Anfang Dezember hat die Freie Universität ihr Gründungsfest mit der Verleihung der Ernst-Reuter-Preise für herausragende Doktorarbeiten begangen. Die Preisträger – ein Biochemiker, ein Physiker, ein Jurist und ein Philosoph – sind mehr als ein Vierteljahrhundert nach der Gründung unserer Universität geboren. Diese liegt nun 62 Jahre zurück, aber der sie treibende Anspruch ist für uns noch heute verpflichtend. Akademische Selbstbestimmung, Internationalität und wissenschaftliche Freiheit unter den Rahmenbedingungen einer demokratischen Gesellschaft gehören zu den Leitideen, denen unser universitäres Handeln auch im 21. Jahrhundert zu folgen hat.

In den kommenden Monaten begehen Helmut Coper und Stanislaw Kubicki, zwei Gründungsstudenten der Freien Universität, ihren 85. Geburtstag. Ihre Biografien waren zunächst geprägt von Krieg und Diktatur – politische Erfahrungen, aus denen beide ihr Engagement für akademische Freiheit und Mitbestimmung ableiteten. Stanislaw Kubicki, der Sohn einer deutschen Antifaschistin und eines von der Gestapo ermordeten polnischen Vaters, war der erste Student, der sich im Herbst 1948 an der Freien Universität einschreiben durfte.

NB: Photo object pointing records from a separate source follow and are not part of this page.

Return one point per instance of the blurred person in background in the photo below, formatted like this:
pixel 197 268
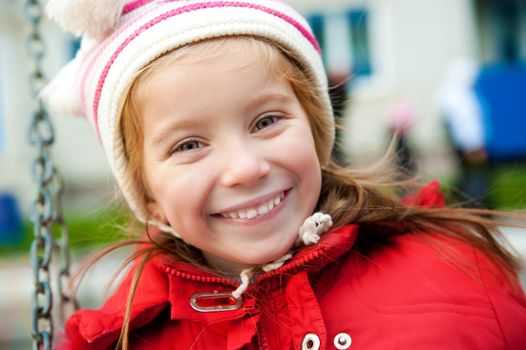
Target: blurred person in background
pixel 462 112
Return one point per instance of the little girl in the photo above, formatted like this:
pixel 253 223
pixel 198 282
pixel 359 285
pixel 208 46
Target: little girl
pixel 216 121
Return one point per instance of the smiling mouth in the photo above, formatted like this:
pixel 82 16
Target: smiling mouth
pixel 253 212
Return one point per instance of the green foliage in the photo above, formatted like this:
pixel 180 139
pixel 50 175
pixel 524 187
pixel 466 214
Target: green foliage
pixel 508 187
pixel 85 231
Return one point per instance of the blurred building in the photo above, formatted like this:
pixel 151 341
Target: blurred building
pixel 393 50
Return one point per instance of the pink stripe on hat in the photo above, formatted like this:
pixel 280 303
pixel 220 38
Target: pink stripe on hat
pixel 185 9
pixel 129 7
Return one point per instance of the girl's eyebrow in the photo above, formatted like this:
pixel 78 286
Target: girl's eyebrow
pixel 280 98
pixel 171 128
pixel 267 98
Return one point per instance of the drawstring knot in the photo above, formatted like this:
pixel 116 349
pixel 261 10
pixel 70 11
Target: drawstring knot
pixel 309 233
pixel 313 227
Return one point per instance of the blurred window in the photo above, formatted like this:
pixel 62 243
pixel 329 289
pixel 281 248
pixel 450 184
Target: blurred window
pixel 361 57
pixel 502 29
pixel 345 40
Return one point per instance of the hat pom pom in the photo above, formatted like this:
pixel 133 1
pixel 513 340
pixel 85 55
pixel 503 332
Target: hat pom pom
pixel 62 93
pixel 94 18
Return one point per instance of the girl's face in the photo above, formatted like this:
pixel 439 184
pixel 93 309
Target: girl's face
pixel 229 158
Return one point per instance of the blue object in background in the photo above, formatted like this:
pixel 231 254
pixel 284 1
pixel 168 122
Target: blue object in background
pixel 10 220
pixel 501 88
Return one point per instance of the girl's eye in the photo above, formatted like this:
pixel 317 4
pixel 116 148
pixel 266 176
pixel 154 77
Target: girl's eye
pixel 187 146
pixel 265 122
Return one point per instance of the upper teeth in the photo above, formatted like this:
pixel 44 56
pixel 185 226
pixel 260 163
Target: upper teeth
pixel 250 213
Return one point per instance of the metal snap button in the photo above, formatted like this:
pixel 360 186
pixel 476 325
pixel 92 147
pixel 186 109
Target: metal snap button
pixel 342 341
pixel 215 301
pixel 310 342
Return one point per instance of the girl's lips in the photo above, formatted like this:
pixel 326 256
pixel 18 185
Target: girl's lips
pixel 255 213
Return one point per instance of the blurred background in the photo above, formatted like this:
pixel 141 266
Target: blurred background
pixel 447 76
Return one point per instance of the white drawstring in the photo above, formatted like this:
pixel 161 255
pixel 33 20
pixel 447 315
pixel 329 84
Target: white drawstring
pixel 245 280
pixel 313 227
pixel 309 233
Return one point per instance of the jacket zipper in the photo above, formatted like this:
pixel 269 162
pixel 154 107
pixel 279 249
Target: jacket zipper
pixel 231 283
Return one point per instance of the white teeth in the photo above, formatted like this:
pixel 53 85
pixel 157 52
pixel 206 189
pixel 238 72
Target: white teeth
pixel 251 213
pixel 263 209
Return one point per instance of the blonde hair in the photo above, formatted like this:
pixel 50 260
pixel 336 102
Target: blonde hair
pixel 349 196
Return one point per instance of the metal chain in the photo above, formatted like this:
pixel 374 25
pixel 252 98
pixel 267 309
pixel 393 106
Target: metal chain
pixel 50 230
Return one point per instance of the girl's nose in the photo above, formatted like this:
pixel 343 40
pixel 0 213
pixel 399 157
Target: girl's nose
pixel 244 165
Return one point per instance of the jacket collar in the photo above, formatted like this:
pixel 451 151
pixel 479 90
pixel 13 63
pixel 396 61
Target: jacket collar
pixel 187 281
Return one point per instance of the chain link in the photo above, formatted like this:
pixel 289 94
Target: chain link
pixel 50 230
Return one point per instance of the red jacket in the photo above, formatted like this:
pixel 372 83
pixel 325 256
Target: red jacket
pixel 405 296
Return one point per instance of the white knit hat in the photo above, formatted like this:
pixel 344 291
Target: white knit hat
pixel 120 37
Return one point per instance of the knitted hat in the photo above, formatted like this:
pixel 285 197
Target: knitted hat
pixel 120 37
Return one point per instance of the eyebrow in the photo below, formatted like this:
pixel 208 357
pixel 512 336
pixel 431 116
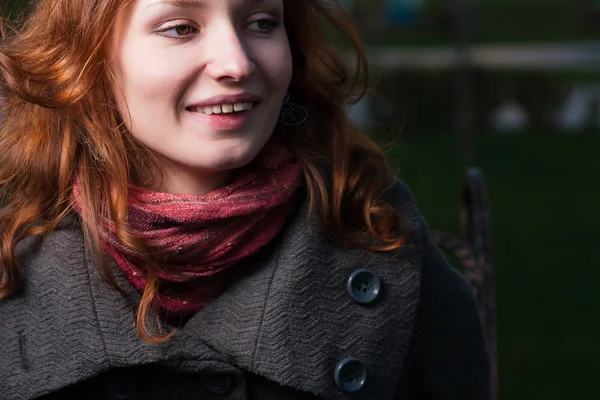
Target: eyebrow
pixel 182 3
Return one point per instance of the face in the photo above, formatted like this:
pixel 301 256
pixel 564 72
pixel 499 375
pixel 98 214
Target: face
pixel 200 83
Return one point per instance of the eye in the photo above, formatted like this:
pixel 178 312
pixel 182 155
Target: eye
pixel 179 31
pixel 263 25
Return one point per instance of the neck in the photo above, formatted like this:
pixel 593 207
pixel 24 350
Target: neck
pixel 178 180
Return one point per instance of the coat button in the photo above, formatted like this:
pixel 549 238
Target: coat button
pixel 120 386
pixel 350 375
pixel 218 384
pixel 364 286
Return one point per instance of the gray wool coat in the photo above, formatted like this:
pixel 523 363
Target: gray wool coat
pixel 288 329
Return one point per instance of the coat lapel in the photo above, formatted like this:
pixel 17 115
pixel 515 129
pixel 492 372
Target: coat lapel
pixel 292 321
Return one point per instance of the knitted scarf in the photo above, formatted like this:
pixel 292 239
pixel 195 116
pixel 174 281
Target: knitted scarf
pixel 200 240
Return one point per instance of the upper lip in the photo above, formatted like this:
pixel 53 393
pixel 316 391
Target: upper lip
pixel 228 99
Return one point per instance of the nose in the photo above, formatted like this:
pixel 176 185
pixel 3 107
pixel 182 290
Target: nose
pixel 228 55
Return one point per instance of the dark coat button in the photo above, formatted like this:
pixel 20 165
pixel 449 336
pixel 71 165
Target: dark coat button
pixel 120 386
pixel 350 375
pixel 218 384
pixel 364 286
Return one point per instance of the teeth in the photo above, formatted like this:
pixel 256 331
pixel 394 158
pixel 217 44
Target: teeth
pixel 224 108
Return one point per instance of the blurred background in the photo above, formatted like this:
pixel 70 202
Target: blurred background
pixel 513 88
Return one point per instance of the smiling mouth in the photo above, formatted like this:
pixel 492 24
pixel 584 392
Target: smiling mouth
pixel 234 108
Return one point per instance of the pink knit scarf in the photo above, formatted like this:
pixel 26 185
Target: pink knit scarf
pixel 199 239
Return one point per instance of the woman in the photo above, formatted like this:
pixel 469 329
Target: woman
pixel 189 213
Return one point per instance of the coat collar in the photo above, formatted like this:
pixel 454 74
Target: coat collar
pixel 292 321
pixel 289 319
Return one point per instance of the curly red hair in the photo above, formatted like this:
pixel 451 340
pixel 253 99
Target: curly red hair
pixel 61 121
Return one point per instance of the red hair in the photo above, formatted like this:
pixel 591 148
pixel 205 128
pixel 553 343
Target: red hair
pixel 61 121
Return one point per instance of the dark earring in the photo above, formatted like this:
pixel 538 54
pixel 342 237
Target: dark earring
pixel 292 114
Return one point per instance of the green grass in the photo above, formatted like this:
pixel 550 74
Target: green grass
pixel 494 21
pixel 544 195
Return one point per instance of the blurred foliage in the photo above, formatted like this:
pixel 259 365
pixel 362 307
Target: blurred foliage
pixel 424 100
pixel 492 21
pixel 543 200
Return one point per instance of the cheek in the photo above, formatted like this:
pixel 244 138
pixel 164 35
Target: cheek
pixel 276 63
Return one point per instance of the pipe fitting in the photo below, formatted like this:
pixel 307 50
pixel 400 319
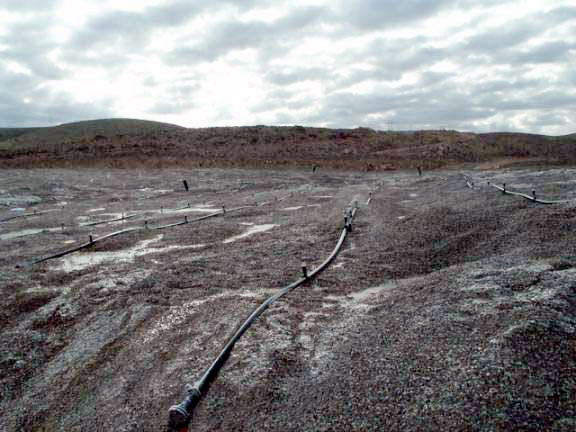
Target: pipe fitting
pixel 180 415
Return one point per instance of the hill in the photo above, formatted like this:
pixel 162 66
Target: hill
pixel 8 133
pixel 130 143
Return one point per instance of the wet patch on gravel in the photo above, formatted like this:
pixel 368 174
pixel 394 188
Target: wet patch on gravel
pixel 447 309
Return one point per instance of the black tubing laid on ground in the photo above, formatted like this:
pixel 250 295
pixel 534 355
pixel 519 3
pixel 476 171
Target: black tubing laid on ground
pixel 470 184
pixel 180 415
pixel 134 229
pixel 111 220
pixel 27 215
pixel 88 244
pixel 528 197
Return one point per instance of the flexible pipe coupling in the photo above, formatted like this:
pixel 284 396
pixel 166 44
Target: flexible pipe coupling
pixel 181 414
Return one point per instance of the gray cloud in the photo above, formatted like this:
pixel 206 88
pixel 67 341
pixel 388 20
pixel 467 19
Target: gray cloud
pixel 495 80
pixel 28 5
pixel 133 30
pixel 27 45
pixel 282 76
pixel 24 104
pixel 234 35
pixel 375 14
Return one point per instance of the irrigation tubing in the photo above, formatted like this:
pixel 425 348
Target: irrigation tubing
pixel 23 215
pixel 533 198
pixel 180 415
pixel 93 241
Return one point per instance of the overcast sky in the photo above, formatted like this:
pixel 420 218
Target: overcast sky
pixel 475 65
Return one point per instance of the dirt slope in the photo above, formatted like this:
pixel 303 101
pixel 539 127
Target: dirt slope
pixel 123 143
pixel 449 308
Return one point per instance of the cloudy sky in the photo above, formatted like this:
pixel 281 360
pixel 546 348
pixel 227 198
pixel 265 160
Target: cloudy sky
pixel 387 64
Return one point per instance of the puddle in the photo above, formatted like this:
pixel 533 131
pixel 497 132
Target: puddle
pixel 178 314
pixel 194 209
pixel 250 231
pixel 360 296
pixel 80 261
pixel 299 207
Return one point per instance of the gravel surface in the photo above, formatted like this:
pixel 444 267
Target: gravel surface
pixel 449 308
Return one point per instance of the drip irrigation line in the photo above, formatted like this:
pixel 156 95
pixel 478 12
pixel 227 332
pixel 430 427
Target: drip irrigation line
pixel 111 220
pixel 533 198
pixel 134 229
pixel 8 219
pixel 180 415
pixel 528 197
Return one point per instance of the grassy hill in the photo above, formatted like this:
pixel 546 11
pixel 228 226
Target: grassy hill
pixel 8 133
pixel 130 142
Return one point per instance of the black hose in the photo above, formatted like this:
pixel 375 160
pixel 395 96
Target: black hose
pixel 180 415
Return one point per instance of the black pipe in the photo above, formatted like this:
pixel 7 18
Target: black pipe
pixel 180 415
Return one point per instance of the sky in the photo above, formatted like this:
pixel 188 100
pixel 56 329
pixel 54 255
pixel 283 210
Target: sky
pixel 470 65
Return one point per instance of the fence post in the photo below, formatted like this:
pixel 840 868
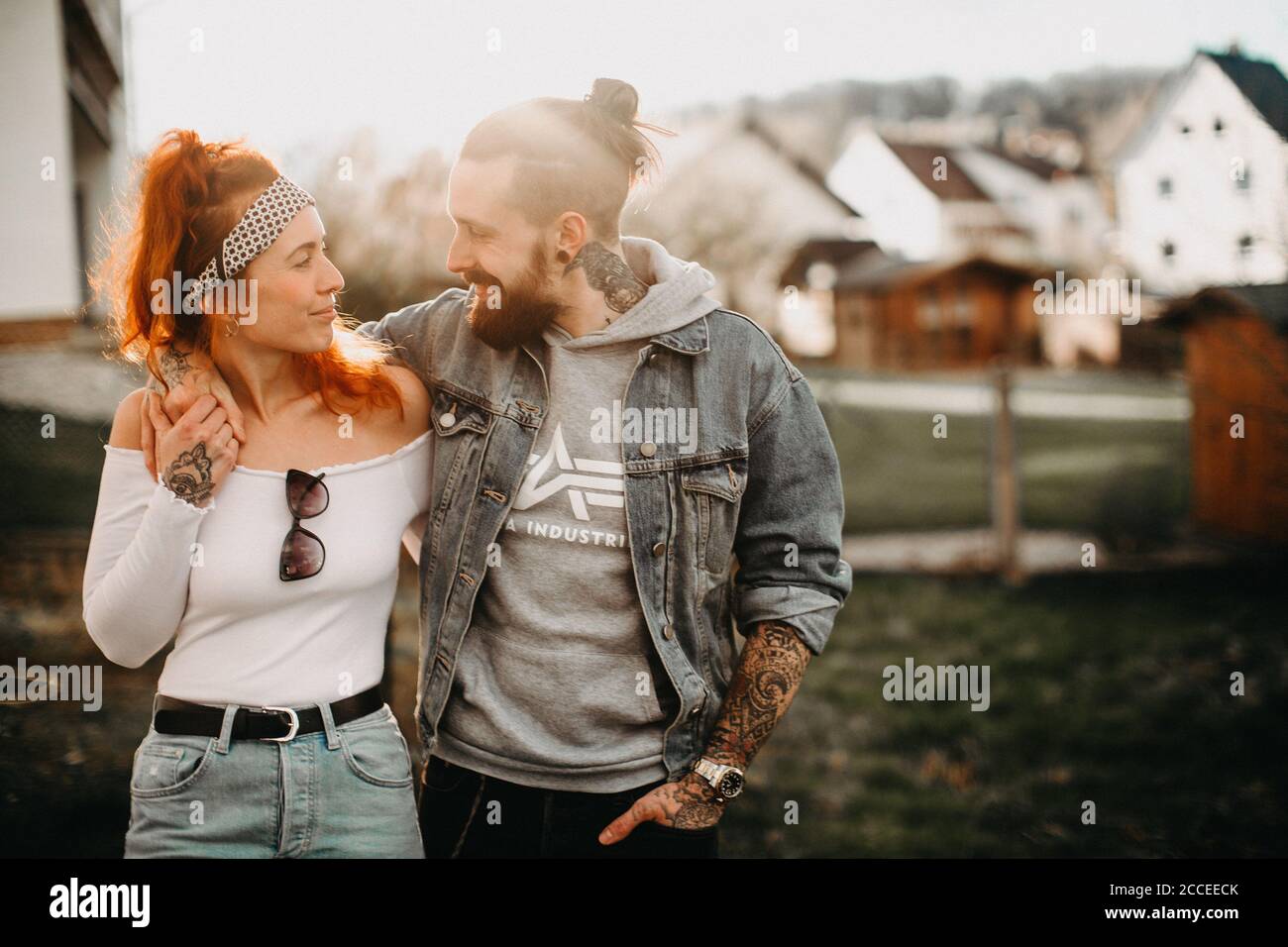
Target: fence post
pixel 1005 478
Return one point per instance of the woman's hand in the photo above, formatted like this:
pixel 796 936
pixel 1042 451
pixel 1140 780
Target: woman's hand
pixel 197 453
pixel 189 375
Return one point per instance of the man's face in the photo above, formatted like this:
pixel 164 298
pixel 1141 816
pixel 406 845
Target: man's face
pixel 501 256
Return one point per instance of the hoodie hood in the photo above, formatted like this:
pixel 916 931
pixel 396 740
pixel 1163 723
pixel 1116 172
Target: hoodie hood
pixel 677 296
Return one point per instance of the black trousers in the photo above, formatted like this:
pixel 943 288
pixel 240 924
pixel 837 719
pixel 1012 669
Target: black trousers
pixel 468 814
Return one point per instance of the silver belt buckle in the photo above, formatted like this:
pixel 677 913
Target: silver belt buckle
pixel 295 725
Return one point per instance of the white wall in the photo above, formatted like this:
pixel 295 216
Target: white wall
pixel 39 264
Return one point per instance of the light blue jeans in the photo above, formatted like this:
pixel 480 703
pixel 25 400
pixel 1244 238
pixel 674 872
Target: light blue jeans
pixel 342 792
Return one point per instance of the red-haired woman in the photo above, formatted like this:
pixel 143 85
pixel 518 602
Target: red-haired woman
pixel 269 556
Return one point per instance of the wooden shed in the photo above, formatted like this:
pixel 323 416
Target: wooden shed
pixel 917 316
pixel 1236 361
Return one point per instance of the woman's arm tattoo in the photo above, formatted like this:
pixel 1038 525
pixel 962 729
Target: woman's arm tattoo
pixel 188 475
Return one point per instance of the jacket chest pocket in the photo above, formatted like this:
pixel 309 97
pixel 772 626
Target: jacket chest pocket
pixel 458 425
pixel 713 492
pixel 452 415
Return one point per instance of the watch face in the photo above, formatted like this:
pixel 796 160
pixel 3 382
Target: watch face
pixel 730 785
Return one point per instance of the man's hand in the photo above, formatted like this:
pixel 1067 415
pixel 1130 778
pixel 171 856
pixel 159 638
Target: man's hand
pixel 189 375
pixel 687 802
pixel 768 676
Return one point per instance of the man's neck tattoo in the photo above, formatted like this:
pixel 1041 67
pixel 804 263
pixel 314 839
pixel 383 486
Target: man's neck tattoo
pixel 608 273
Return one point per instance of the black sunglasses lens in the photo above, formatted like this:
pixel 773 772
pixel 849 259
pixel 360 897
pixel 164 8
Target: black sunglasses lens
pixel 303 554
pixel 305 495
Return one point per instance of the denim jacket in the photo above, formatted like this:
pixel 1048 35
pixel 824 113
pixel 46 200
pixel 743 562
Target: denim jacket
pixel 763 484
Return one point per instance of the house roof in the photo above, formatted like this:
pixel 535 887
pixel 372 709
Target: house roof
pixel 1267 300
pixel 1033 165
pixel 836 252
pixel 1261 82
pixel 754 127
pixel 857 275
pixel 921 159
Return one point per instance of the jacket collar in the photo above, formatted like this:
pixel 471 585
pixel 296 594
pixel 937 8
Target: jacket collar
pixel 690 339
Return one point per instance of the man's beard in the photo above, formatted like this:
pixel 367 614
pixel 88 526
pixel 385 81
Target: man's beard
pixel 522 311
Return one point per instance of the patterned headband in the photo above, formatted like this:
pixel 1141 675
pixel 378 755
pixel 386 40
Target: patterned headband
pixel 263 222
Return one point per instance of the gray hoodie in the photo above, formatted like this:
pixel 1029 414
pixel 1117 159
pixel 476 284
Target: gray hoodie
pixel 557 682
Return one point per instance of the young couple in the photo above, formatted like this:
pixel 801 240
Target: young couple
pixel 575 450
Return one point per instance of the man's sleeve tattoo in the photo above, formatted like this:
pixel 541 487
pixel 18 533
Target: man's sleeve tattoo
pixel 188 475
pixel 608 273
pixel 769 672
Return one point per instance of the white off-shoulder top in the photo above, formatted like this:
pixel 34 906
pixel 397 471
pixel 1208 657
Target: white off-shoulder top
pixel 160 569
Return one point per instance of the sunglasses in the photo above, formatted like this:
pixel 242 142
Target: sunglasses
pixel 303 553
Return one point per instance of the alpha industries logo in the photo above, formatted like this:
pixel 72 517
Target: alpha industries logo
pixel 588 482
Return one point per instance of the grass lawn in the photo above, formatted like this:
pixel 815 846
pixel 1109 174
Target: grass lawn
pixel 1112 688
pixel 1124 479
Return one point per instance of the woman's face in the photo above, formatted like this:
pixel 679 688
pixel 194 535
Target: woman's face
pixel 292 286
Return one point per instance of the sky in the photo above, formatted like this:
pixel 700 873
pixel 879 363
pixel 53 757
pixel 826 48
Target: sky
pixel 296 75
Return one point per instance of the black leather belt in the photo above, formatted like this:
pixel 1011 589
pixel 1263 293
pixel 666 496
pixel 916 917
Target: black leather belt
pixel 259 723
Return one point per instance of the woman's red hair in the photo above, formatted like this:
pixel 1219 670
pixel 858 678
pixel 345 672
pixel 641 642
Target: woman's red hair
pixel 191 195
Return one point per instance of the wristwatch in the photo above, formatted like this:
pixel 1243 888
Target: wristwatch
pixel 725 780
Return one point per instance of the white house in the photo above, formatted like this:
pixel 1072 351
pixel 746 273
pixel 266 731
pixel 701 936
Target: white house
pixel 1060 208
pixel 919 202
pixel 739 196
pixel 1201 187
pixel 64 150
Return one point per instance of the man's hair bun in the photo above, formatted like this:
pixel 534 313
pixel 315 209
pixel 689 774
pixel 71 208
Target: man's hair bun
pixel 616 99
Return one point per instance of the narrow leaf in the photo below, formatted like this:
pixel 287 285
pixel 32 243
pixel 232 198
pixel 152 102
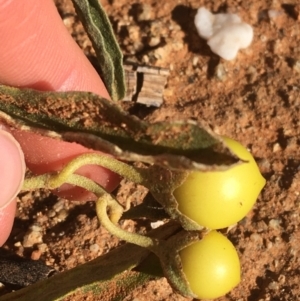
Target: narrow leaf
pixel 109 55
pixel 99 124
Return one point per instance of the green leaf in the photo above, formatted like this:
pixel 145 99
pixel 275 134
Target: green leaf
pixel 109 55
pixel 99 124
pixel 108 278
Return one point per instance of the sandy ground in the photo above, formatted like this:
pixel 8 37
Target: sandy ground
pixel 254 99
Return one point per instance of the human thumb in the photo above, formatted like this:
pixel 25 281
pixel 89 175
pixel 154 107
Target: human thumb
pixel 12 168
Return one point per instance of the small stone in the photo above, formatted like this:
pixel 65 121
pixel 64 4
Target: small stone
pixel 273 285
pixel 51 213
pixel 42 248
pixel 220 72
pixel 145 12
pixel 62 215
pixel 276 148
pixel 35 255
pixel 59 205
pixel 32 238
pixel 94 248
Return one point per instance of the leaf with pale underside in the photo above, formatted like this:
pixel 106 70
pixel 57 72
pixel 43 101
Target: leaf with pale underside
pixel 99 124
pixel 109 55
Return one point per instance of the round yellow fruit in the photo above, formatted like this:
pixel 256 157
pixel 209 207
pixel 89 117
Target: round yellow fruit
pixel 218 199
pixel 211 266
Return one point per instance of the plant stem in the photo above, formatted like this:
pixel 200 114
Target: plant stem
pixel 140 240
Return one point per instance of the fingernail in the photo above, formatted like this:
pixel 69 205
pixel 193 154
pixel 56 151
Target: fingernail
pixel 12 168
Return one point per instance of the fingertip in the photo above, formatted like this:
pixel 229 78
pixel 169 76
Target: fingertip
pixel 12 168
pixel 7 215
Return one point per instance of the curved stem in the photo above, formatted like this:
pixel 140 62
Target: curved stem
pixel 115 209
pixel 36 182
pixel 121 168
pixel 140 240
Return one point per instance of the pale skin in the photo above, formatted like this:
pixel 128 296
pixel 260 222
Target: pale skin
pixel 39 53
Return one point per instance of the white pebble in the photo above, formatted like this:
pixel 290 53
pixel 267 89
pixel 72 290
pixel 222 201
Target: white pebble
pixel 225 33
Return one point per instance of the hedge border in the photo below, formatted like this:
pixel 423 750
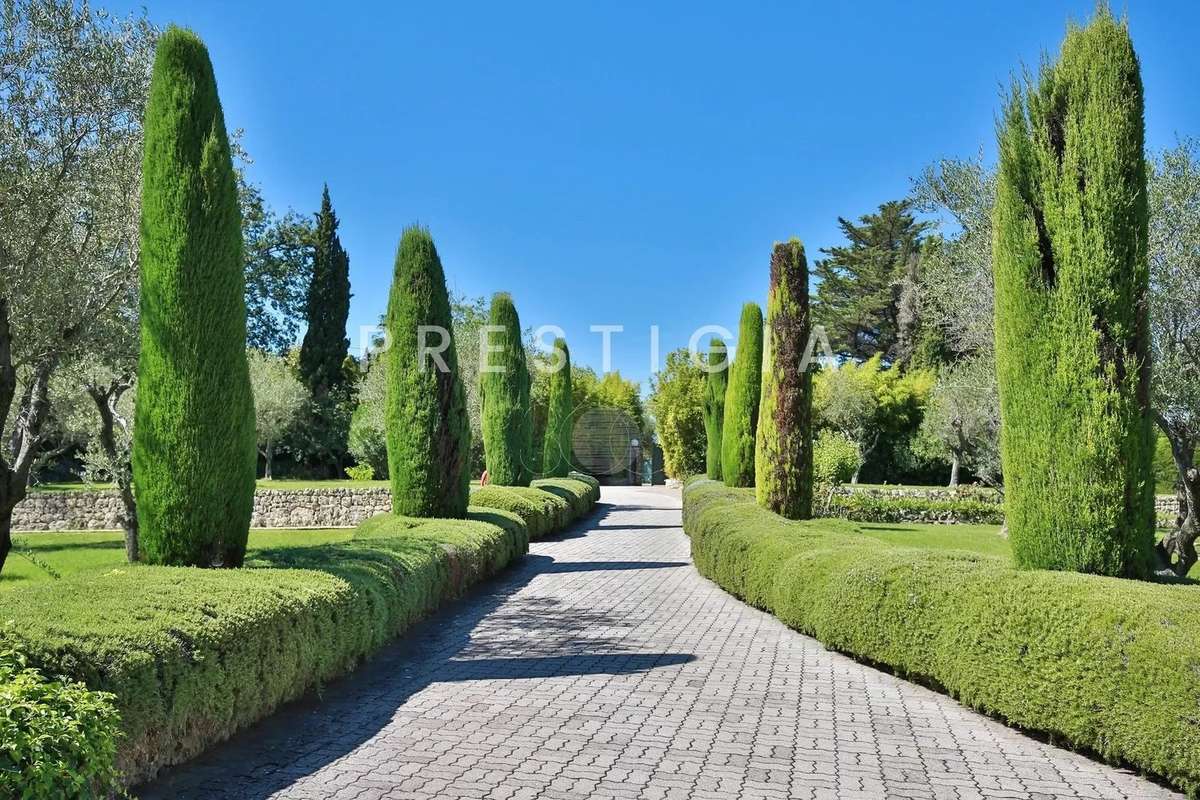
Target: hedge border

Helmut Coper stand im Immatrikulationsbuch nur eine Zeile unter ihm. Sein jüdischer Vater war von den Nazis im Konzentrationslager Theresienstadt getötet worden, seine Mutter bei einem Bombenangriff ums Leben gekommen. Beide, Coper und Kubicki, begannen ihr Studium der Humanmedizin nach dem Krieg mit der Erwartung, dass ihnen die traditionsreiche Berliner Linden-Universität nicht nur eine berufsbefähigende Qualifikation vermitteln werde, sondern auch intellektuelle Spielräume jenseits der reinen Fachausbildung. Diese Hoffnung trog: Ideologische Zwänge und bürokratische Restriktionen beherrschten das universitäre Leben. Drei Verfasser kritischer Zeitungsartikel wurden aus politischen Gründen exmatrikuliert, die Zulassungsverfahren politisch überwacht, studentische Arbeitsgemeinschaften schikaniert. In der Folge organisierten sich die kritischen Berliner Studentinnen und Studenten selbstständig, um eine freie Universität ins Leben zu rufen, die diesen Namen wahrhaft verdienen sollte. Dass ihr Aufbau in staunenswert kurzer Zeit gelang, ist der Tatkraft von Gründern wie Coper und Kubicki zu verdanken. Beide sind nach ihrem Studium der Wissenschaft treu geblieben und haben bemerkenswerte akademische Karrieren durchlaufen. Stanislaw Kubicki erhielt eine Professur für Neurologie; Helmut Coper bekleidete den ersten Lehrstuhl für Neuropsychopharmakologie, der in Deutschland eingerichtet wurde. Beide lehrten und forschten bis zu ihrer Emeritierung an der Freien Universität. Wir können stolz auf unsere Gründungsstudenten sein. Mit ihnen feiern wir die Geschichte einer herausragenden Hochschule und das Glücken von Biografien, die durch Courage und intellektuelles Engagement gekennzeichnet sind.